WASHINGTON (AP) -- Under pressure from lawmakers, the Bush administration outlined plans Tuesday to examine why some states are excluding huge numbers of children when reporting test scores under the No Child Left Behind Act.
The review comes after The Associated Press reported in April that nearly 2 million students were not being counted when schools reported yearly progress by racial groups.
Testifying before the House education committee, Deputy Education Secretary Ray Simon said state officials will be summoned to a conference this fall to review how and why they were excluding students.
The aim, he said, is to ensure schools are omitting children only when a group of students is so small that including its scores could give an inaccurate picture of a school's performance.
That provision, however, can also be used as a loophole so schools don't have to count struggling kids -- which in turn means they are less likely to be labeled as falling short.
"We don't want false positives, we don't want false negatives," Simon said after testifying to the House Committee on Education and the Workforce. "The better we can get at making the structure work correctly, then the more likely the children that need the services are going to get them."
The Education Department is under pressure to explain why so many kids' test scores have been left behind under No Child Left Behind -- the centerpiece of President Bush's domestic agenda. The AP stories helped fuel Tuesday's hearing.
Schools must report student performance by race, ethnicity, disability, poverty status, and other categories so that the hard-to-reach kids don't get lost in school averages.
Failure by any one group of students means the whole school falls short under the law.
The AP found some states are setting the minimum group size so high -- as approved by the Education Department -- that they do not have to report scores by race even when they have large numbers of kids. Most of the children whose scores were not counted were minorities.
"This certainly was not the intent of Congress when we passed No Child Left Behind in 2001," said Rep. Howard "Buck" McKeon, R-California, the chairman of the committee.
Simon told lawmakers that even when racial or ethnic subgroup of students are not counted at the school, the law has "redundancies" to ensure those kids are included. They may be included in another subgroups, and if not, they will still be counted at the school district level. Plus, Simon said, teachers can use each children's test scores to help them improve.

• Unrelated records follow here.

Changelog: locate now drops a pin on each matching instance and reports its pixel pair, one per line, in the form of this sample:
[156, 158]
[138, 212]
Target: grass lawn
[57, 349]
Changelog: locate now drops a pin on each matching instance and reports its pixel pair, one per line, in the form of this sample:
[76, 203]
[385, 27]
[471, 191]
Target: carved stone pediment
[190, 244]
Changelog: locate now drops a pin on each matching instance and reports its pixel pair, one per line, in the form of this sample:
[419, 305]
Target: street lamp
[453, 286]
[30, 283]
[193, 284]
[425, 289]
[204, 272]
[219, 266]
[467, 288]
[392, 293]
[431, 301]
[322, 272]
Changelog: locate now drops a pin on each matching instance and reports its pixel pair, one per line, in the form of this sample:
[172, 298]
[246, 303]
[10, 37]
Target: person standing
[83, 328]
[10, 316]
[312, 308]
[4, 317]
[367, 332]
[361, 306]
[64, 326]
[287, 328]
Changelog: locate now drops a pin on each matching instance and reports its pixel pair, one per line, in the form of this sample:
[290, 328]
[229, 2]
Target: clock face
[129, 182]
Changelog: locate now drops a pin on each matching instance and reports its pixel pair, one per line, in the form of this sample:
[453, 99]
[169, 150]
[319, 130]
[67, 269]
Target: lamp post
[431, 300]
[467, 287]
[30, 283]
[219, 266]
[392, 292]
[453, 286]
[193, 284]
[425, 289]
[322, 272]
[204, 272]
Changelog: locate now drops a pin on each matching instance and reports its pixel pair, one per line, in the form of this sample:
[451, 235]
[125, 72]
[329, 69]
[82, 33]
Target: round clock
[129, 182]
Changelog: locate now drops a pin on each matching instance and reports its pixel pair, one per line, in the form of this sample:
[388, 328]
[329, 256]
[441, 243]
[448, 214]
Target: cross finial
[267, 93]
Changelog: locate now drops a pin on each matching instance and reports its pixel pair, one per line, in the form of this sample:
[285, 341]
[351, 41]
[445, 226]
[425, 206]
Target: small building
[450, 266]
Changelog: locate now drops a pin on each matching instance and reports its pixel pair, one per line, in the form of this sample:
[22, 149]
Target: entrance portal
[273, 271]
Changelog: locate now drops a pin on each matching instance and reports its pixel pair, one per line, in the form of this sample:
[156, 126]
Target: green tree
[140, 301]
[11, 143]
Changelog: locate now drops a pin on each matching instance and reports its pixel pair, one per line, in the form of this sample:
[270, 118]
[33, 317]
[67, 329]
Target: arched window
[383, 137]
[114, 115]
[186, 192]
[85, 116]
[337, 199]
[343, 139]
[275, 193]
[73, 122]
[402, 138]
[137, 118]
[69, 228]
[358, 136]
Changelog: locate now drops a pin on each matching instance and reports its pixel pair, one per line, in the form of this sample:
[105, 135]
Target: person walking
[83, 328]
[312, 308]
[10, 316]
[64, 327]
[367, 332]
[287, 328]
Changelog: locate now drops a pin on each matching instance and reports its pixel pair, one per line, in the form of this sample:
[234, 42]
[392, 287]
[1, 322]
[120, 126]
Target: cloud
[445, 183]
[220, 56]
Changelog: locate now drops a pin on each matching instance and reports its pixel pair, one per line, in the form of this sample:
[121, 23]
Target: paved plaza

But the whole point, said Rep. George Miller of California, was to hold schools accountable. The law's penalties and promises for parents are based on school performance.
"It is wrong for the states to exclude these children's scores, and it is wrong for the Department of Education to allow this practice," said Miller, the panel's top Democrat. "This practice undermines No Child Left Behind as a force for the advancement of civil rights."
Simon said the department has gotten much tougher about allowing states to increase the amount of students they may exclude. Of ten states that have asked for more leeway over the last year for statistical reasons, only one, Alaska, has received permission, Simon said.
Rep. Dale Kildee, D-Michigan, asked why the department seemed to be moving from its laissez faire approach with the states. Simon said the department has learned from experience since three years ago, when it approved the first batch of compliance plans from the states.
"We're a lot smarter than we were in 2003," Simon said.
The department's conference this fall will include input from statistical experts. The discussions will be based on the most complete set of test scores since the law took effect.
The 2005-06 school year was the first in which states were required to test students in reading and math each year in grades three to eight, and at least once in high school.